US Companies Hit Back at Cruelty Allegations

2 February 2012, at 8:10am

US - US pig meat processor Seaboard Foods has hit back at allegations contained a Humane Society of the United States video alleging abuse of animals.

The Humane Society of the United States released undercover videos taken at Oklahoma pig breeding facilities owned by two leading US pork producers and filed legal complaints with the US Securities and Exchange and Federal Trade Commission alleging false and misleading statements about animal care by one of the producers.

The videos, shot in late 2011, were taken at two Goodwell, Oklahoma, pig breeding facilities—one owned by Seaboard Foods and the other by Prestage Farms — and HSUS claims they show animals suffering inside cramped gestation crates and, in some cases, at the hands of abusive employees.

The society also claims there are pictures of lame pigs, pigs with gross abscesses, torn ears and noses, and ripped genitals and piglets sickened by "greasy pig" disease that were not seen by veterinarians.

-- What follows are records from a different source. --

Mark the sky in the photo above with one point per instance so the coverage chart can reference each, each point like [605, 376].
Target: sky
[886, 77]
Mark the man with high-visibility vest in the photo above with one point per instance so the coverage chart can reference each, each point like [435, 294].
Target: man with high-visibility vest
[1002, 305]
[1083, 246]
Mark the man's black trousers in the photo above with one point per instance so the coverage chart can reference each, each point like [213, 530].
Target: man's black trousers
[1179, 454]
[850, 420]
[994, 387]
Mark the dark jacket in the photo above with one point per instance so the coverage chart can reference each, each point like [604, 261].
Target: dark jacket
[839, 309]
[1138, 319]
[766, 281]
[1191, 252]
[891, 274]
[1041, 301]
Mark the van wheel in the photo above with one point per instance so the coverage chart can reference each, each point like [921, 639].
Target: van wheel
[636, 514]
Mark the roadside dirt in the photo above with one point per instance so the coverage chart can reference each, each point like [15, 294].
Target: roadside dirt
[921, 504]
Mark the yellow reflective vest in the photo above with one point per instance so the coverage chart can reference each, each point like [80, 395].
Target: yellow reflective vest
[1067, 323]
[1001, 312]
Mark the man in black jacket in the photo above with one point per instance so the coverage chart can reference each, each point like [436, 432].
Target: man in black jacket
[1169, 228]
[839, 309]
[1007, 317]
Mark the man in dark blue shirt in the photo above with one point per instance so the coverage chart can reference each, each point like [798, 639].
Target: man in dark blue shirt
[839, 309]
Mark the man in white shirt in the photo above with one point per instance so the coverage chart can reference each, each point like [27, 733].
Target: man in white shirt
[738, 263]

A statement from Seaboard Foods says: "We’ve reviewed documented employee actions alleging abuse and listened to the recent discussions questioning US industry practices of sow gestation, swine tail cutting (or docking) and swine castration, and strongly dispute any allegations of abuse.

"We are pleased that our employees are following proper industry-supported protocols and procedures. In direct response to the recently released video by the Humane Society of the United States (HSUS), Dr Temple Grandin, Ph.D., who also is quoted in the video, stated that 'there was no bad behavior by people' in the operations depicted at Seaboard Foods.

"We are committed to the proper and humane treatment of animals, and we believe animals can and should be raised, transported and processed using procedures that are safe and free from cruelty and neglect. We are proud of our employees for exemplifying best practices in their day to day work and truly being leaders within the industry.

"Our farm managers and farm sites are PQA Plus certified with specific requirements for proper animal care. Moreover, our guidelines and protocols are audited independently by Farm Animal Care Training and Auditing, LLC, (FACTA), a company led by Chief Executive and Scientific Officer John McGlone, Ph.D. and professor at the Pork Industry Institute at Texas Tech University, who is supported by a group of credentialed auditors and educators.

"It is important to recognise animal welfare programmes, including housing for gestating sows, must be based on sound science while also seeking a balance with societal concerns. Seaboard Foods’ integrated system uses both stalls and group pens to house gestating sows. Animal welfare experts and professional groups have found no one method for housing gestating sows that is clearly better than the other when managed properly.

"As part of our ongoing evaluation of best practices, we are conducting research to determine the best management practices for alternative sow housing practices in our system. Furthermore, swine tail docking and castration are essential industry practices for the health and well-being of food animals as stated by the American Veterinary Medical Association.

"Seaboard Foods employees uphold best industry practices and our company will continue to act in ways that provide the most humane treatment for our animals. All decisions stem from this commitment."